Es interessiert also nur »was ist«, nicht aber wie es wurde. Bei Marx liegt deshalb immer auch der Blick auf der Entstehung der gesellschaftlichen Verhältnisse, z.B. auf der »ursprünglichen Akkumulation«, dem blutigen Prozess der Entstehung kapitalistischer Produktionsverhältnisse.
Der Text wiederholt nun scheinbar das Motiv des »homme«, der fälschlicherweise als »eigentlicher Mensch« angesehen wird. Er wird dies, »weil er der Mensch in seiner sinnlichen individuellen nächsten Existenz ist, während der politische Mensch nur der abstrahierte, künstliche Mensch, der Mensch als eine allegorische, moralische Person«(S. 370) ist. Der »wahre Mensch« wird als abstrakter »citoyen« und der »wirkliche Mensch« als egoistisches Individuum anerkannt.
Zum Schluss des ersten Teils wird die Emanzipation von den beschränkten Verhältnissen der bürgerlichen Gesellschaft diskutiert. Um Missverständnis zu vermeiden, muss darauf hingewiesen werden, dass Marx die politische Emanzipation und die bürgerliche Gesellschaft auch als Fortschritt betrachtet: »Die politische Emanzipation ist allerdings ein großer Fortschritt, sie ist zwar nicht die letzte Form der menschlichen Emanzipation überhaupt, aber sie ist die letzte Form der menschlichen Emanzipation innerhalb der bisherigen Weltordnung.«(S. 356) Emanzipation bedeutet die Zurückführung der menschlichen Welt, der Verhältnisse, auf den Menschen selbst.
Die politische Emanzipation ist die Reduktion des Menschen auf das Mitglied der bürgerlichen Gesellschaft, auf das egoistische Individuum einerseits und den Staatsbürger, die moralische Person, andererseits. Es findet also eine Trennung, Spaltung oder Sonderung der Menschen in und durch die verschiedenen Sphären statt.

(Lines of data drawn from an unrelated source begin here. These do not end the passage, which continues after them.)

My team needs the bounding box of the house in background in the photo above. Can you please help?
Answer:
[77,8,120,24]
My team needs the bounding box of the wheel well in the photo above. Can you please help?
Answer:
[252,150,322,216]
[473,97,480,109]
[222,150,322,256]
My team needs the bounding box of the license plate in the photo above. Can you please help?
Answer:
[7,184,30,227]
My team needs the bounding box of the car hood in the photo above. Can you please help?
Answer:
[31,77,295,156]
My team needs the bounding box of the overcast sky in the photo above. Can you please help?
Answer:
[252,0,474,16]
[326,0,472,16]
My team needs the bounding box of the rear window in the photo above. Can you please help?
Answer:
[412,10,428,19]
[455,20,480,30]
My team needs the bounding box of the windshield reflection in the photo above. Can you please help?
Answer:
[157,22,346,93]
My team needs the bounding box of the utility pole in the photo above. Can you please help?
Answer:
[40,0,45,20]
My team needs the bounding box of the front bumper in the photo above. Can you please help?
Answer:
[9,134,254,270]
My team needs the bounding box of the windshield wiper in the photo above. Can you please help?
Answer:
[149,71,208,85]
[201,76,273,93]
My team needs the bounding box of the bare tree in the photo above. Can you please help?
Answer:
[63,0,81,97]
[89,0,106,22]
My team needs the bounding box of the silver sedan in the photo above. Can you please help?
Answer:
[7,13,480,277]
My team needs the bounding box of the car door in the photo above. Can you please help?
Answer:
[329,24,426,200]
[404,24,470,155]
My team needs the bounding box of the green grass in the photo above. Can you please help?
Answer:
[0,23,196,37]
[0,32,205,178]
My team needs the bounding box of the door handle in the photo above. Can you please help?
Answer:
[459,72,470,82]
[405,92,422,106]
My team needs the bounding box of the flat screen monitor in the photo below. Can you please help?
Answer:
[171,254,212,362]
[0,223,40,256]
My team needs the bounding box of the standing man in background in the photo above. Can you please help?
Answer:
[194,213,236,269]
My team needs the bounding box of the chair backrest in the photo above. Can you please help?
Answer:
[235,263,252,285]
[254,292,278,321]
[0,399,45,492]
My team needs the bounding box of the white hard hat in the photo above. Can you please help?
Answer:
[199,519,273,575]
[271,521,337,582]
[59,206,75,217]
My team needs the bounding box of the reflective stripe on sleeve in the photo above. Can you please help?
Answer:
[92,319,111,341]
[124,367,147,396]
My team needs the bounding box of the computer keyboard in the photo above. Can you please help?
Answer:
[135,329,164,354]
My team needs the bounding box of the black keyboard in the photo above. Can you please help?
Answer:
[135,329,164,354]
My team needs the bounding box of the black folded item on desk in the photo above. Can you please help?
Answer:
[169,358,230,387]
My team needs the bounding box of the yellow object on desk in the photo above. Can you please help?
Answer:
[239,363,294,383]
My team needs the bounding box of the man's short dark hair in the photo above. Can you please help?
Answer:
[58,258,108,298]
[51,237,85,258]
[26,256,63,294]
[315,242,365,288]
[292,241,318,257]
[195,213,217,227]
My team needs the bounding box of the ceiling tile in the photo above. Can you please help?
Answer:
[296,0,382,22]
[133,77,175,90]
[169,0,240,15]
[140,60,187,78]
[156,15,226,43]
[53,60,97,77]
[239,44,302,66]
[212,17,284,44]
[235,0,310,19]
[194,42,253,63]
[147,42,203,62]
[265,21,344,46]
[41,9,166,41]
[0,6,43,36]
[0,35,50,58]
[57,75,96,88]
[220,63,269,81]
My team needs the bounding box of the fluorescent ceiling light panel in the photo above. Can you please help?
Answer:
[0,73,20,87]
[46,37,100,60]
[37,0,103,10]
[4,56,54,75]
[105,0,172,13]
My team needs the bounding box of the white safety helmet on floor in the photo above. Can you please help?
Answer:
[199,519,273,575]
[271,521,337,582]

Menschliche Emanzipation würde verlangen, dass der wirkliche individuelle Mensch den abstrakten Staatsbürger als Ausdruck der Trennung in sich zurücknimmt, sie aufhebt und zugleich in seinem empirischen Leben, in seiner individuellen Arbeit, Gattungswesen wird. Der nur gesellschaftlich produzieren könnende Mensch, muss die Produktion nicht mehr individuell und privat, sondern bewusst gesellschaftlich regeln. Kapitalistische Produktion ist zwar in höchstem Maße gesellschaftlich und arbeitsteilig, allerdings in »ungesellschaftlicher« Form. Sie ist »Privatarbeit in unmittelbar gesellschaftlicher Form«. Um das, was Marx menschliche Emanzipation nennt, erreichen zu können, muss der Mensch seine eigenen Kräfte als gesellschaftliche Kräfte erkannt und organisiert haben und die gesellschaftliche Kraft nicht mehr in Form der politischen Kraft von sich trennen. Das setzt allerdings die bewusste und planmäßige Produktion assoziierter und freier Menschen voraus, ist also mit kapitalistischer Warenproduktion, mit Markt und dem Privateigentum an den gesellschaftlichen Produktionsmitteln nicht zu machen. Marx kann das alles in diesem Text nur andeuten, nicht aber exakt ausdrücken, weil die »Kritik der politischen Ökonomie« von ihm noch nicht angegangen wurde.